Note-se que é comum essa ligação ser reforçada pela presença da conjunção copulativa: «Era a primeira vez que ia participar numa festa em casa alheia e, ainda por cima, distante da sua.»
Analisada a locução quanto à sua estrutura e quanto ao sentido veiculado, poderíamos colocar uma outra questão: se é uma locução adverbial poderá, em princípio, ser substituída por um advérbio. Mas qual? Assumindo que se trata de uma locução associada aos advérbios de intensidade e grau, poderíamos, por exemplo, tentar substituí-la por mais:
(1) – Era a primeira vez que ia participar numa festa em casa alheia, mais, distante da sua.
A frase (1) não me parece, todavia, veicular exactamente o sentido veiculado pela que está em apreço e que repito como (2):
(2) Era a primeira vez que ia participar numa festa em casa alheia, ainda por cima, distante da sua.
Uma das coisas que ressalta em (1), é, a meu ver, a possibilidade aproximar mais o sentido do da frase (2) através de uma pontuação diferente como se exemplifica em (1.1), ou a introdução da conjunção com em (1.2):
(1.1) – Era a primeira vez que ia participar numa festa em casa alheia. Mais! Distante da sua.

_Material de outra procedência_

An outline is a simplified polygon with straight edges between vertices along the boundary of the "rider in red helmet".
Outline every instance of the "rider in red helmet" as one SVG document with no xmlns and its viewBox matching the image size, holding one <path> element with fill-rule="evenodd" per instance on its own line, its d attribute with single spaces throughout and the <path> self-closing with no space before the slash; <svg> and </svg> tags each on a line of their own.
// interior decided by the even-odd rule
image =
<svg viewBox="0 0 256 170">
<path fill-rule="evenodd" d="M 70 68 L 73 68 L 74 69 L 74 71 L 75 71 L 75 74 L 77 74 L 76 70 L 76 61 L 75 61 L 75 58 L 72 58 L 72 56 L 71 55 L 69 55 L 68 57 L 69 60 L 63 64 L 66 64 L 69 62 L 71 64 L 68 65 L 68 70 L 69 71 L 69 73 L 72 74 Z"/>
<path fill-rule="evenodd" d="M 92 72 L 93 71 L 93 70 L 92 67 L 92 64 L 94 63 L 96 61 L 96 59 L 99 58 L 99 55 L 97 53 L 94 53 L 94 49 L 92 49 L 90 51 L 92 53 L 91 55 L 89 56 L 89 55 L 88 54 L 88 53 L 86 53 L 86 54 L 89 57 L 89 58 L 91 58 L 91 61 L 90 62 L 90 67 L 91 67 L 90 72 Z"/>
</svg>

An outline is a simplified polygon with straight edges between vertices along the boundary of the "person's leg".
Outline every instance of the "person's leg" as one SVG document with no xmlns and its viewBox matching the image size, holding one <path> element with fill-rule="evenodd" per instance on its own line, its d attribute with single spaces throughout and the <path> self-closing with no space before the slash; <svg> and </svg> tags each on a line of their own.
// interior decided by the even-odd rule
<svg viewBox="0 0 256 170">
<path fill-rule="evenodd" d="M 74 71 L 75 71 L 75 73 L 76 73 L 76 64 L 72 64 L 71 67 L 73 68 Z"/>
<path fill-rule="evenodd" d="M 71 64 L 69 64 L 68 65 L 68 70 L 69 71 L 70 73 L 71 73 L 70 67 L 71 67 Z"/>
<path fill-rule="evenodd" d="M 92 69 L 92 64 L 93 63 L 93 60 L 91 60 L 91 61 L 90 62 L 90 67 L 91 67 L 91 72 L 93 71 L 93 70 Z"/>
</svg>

(1.2) – Era a primeira vez que ia participar numa festa em casa alheia, e mais, distante da sua.
Curiosamente, no contexto em que a frase (2) ocorre, creio que é possível substituir a locução por advérbios que, tradicionalmente, não são associados aos advérbios de intensidade, como é caso de sobretudo, mas com a necessidade de introduzir a copulativa:
(3) – «Era a primeira vez que ia participar numa festa em casa alheia e, sobretudo, distante da sua.»

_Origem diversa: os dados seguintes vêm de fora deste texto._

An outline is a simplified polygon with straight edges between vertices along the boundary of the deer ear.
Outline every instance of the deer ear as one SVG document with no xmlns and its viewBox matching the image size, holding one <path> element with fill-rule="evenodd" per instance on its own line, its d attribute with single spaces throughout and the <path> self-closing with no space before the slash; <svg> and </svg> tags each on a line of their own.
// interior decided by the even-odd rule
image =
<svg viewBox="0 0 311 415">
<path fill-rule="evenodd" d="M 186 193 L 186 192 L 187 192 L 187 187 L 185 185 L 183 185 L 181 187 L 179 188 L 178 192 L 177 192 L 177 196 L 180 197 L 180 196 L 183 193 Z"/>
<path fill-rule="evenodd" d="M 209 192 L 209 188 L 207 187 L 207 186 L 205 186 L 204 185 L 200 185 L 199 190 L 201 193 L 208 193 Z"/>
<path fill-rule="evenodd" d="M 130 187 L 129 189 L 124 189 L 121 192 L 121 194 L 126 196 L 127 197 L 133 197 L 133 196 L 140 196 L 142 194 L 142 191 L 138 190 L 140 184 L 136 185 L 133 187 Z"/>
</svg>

O advérbio sobretudo aparece em algumas gramáticas associado ao valor modal. No dicionário da ACL, fala-se em «modo especial». Creio que na frase em apreço este modo especial é associado a uma ideia de destaque ou realce.
Sendo, de certo modo possível substituir ainda por cima por um só advérbio há, no entanto, algumas alterações de sentido que importa salientar. Com efeito, tanto o advérbio mais como o advérbio sobretudo para se aproximarem mais do sentido de (2) precisam da acção da conjunção copulativa que vai, de algum modo, estabelecer a ligação com a informação que é veiculada antes, o que é realizado em (2) de certa forma, pelo advérbio ainda, que inicia a locução. Poderemos, talvez, dizer que a locução ainda por cima se aproxima dos advérbios de frase, assim designados no Dicionário Terminológico. O advérbio mais integra-se nos advérbios de intensidade, podendo, numa construção como (1.2) aproximar-se dos advérbios de frase, tal como sobretudo, advérbio que mereceria, pela diversidade de contextos em que ocorre, um estudo mais completo do que o que aqui se pretende fazer.
Poderíamos em jeito de conclusão dizer que a situação de uso da língua coloca desafios de análise que, por vezes, dificilmente se encaixam numa classificação pré-definida.